Tak hanya soal tenaga medis, Iman juga menerima keluhan dari masyarakat terkait layanan BPJS. Banyak pasien masih bingung memahami alur dan prosedur layanan, meski pihak rumah sakit sudah menyebarkan informasi lewat media sosial.

“Saya harap RSUD dan BPJS bisa lebih aktif menyosialisasikan layanan ini, misalnya melalui pertemuan langsung di kelurahan atau kecamatan,” sarannya.

AC Masih Rusak, Ruangan Jadi Tidak Nyaman

Satu lagi yang jadi perhatian serius: suhu ruangan yang panas. AC di beberapa ruang pelayanan belum berfungsi optimal. Dari laporan manajemen rumah sakit, proses perbaikan AC Central sudah mencapai 70 persen.

“Kondisi cuaca sekarang sangat panas. Kalau AC tidak bekerja maksimal, pasien dan tenaga medis pasti tidak nyaman.
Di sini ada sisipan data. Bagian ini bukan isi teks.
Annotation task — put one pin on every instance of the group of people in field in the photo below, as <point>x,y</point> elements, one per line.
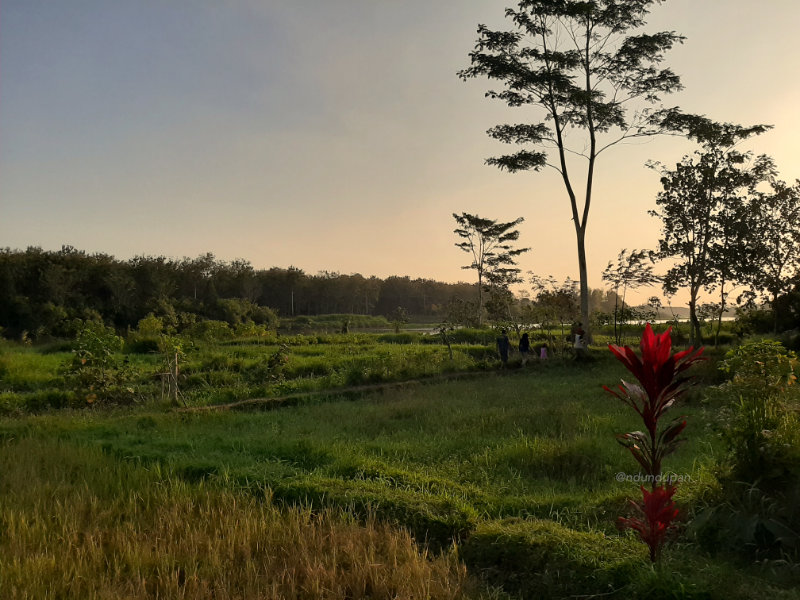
<point>525,351</point>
Masalah ini harus cepat selesai,” tekan Iman.

RSUD Probinsi Kepri Kena Sidak, Alat Canggih tapi Ruangan Terbatas

Meski banyak kendala, Iman mengapresiasi fasilitas alat kesehatan yang tersedia di RSUD RAT. Bahkan, menurutnya, rumah sakit milik pemerintah provinsi ini memiliki peralatan yang lebih modern dibanding rumah sakit swasta besar seperti Awal Bros Batam.

“Sayangnya, ruangannya belum memadai. Ini pekerjaan rumah yang harus kita selesaikan bersama,” ucapnya.

Manajemen RSUD Akui Kekurangan, Tapi Terus Berbenah

Direktur RSUD RAT Tanjungpinang, Bambang Utoyo, mengakui masih banyak hal yang perlu dibenahi. Ia menegaskan bahwa pihak rumah sakit terus bekerja keras meningkatkan kualitas pelayanan.

“Kami sedang mempercepat perbaikan AC dan menjalin kerja sama dengan Rumah Sakit Angkatan Laut (RSAL) untuk menambah dokter spesialis jantung,” ujarnya.

Bambang juga menyampaikan bahwa RSUD saat ini kekurangan dokter spesialis jantung karena sebagian tenaga medis sedang menempuh pendidikan lanjutan di Tiongkok.

“Jumlah pasien kini mencapai 600 orang per hari. Tentu saja, jumlah dokter kami belum sebanding. Tapi kami tetap berkomitmen memberikan pelayanan terbaik,” tutupnya dengan nada rendah hati.